Classifier XGBoost SVM Random Forest Linear Regression SGD Boudra et al. (2018)
Precision 0.660 0.703 0.603 0.680 0.513
Recall 0.656 0.699 0.603 0.679 0.501
Accuracy 0.656 0.699 0.603 0.679 0.501 0.677
AUC 0.935 0.953 0.914 0.950 0.751
F1 0.638 0.682 0.580 0.663 0.445

All measurements are done using weighted averaging.

Conclusion

In this blog, we showed that Radiomics analysis can be as useful in other areas as it is in the medical domain. As an example, we showed how Radiomic features can help classify tree bark images.
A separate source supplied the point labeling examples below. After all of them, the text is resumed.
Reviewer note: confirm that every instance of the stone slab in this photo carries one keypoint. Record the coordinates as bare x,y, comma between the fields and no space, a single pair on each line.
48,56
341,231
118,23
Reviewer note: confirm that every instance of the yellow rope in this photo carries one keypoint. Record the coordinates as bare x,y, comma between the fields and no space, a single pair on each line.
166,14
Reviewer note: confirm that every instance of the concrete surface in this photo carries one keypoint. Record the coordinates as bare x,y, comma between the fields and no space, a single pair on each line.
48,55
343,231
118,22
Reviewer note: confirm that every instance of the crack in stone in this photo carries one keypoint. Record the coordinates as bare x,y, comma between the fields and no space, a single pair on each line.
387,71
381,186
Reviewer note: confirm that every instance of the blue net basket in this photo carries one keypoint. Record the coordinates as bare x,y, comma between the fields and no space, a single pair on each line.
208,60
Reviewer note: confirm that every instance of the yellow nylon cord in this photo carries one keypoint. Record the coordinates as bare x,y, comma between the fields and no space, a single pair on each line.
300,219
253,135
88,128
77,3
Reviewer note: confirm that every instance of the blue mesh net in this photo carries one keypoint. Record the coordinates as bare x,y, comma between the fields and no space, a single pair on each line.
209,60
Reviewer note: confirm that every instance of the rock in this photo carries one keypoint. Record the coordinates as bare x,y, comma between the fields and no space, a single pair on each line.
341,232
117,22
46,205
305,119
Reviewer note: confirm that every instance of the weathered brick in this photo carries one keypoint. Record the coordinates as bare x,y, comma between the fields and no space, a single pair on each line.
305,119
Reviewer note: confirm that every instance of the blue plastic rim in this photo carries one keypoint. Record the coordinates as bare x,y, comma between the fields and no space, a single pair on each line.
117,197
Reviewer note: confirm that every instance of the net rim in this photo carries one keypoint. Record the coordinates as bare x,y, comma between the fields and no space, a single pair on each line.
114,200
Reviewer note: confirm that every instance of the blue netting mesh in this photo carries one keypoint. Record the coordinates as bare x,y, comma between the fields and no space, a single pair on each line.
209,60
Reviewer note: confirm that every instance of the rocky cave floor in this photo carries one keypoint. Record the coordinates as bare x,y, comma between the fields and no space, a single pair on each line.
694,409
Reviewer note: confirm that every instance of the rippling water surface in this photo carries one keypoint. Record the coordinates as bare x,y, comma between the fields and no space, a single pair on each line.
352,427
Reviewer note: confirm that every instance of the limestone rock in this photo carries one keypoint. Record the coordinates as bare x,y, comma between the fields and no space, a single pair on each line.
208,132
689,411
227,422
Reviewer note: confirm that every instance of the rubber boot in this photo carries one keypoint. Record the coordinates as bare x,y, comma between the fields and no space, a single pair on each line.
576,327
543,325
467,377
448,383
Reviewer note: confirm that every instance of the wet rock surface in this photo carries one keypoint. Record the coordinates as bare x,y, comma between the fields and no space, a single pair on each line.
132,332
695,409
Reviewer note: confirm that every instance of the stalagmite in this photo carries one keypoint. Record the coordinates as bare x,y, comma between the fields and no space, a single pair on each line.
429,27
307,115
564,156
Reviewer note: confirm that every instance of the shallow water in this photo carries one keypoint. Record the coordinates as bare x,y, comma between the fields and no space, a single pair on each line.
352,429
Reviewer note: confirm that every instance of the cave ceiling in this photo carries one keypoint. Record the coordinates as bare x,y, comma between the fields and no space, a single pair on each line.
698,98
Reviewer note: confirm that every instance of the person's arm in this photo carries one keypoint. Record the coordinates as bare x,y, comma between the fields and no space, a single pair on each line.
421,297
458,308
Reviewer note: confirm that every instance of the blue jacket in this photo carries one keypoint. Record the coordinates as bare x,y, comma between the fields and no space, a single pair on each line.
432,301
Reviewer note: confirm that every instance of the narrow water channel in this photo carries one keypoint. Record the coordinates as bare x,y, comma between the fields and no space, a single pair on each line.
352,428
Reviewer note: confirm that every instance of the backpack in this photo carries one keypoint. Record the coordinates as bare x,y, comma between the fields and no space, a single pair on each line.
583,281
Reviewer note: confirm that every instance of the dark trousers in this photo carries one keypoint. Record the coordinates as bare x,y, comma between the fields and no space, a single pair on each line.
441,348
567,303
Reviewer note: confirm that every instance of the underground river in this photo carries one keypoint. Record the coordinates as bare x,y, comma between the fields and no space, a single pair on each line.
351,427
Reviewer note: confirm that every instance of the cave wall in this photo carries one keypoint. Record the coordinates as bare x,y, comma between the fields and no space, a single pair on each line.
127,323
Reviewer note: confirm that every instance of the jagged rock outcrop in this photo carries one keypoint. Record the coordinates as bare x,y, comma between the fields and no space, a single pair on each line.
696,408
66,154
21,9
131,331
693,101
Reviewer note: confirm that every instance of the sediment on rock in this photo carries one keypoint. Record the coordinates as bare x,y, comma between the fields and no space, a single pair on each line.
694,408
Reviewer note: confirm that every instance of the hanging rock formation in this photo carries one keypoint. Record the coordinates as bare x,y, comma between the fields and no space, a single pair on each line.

We used PyRadiomics library to extract Radiomic features from the Trunk12 dataset. Although this library can only work with medical image file formats, we showed how we can hack our way through by converting our jpeg images to NIfTI images. We then trained multiple classifiers on the extracted Radiomic features from these NIfTI images and compared their performance. Our analysis showed that training a SVM classifier on Radiomic features extracted from tree bark images gives the highest classification performance compared to other classifiers trained on the same Radiomic features and a different approach proposed by Boudra et al. (2018).

One topic that is important but not covered in this blog is feature selection. Many times, using only a few carefully selected Radiomic features can have more predictive capability than using all the extracted features. Although, using all the Radiomic feature resulted in the highest classification performance in the example in this blog, it is worth considering different feature selection methods in your projects instead of passing all the Radiomic features to your classifier.

Reference

Boudra, S., Yahiaoui, I., & Behloul, A. (2018, September). Bark identification using improved statistical radial binary patterns. In 2018 International conference on content-based multimedia indexing (CBMI) (pp. 1-6). IEEE.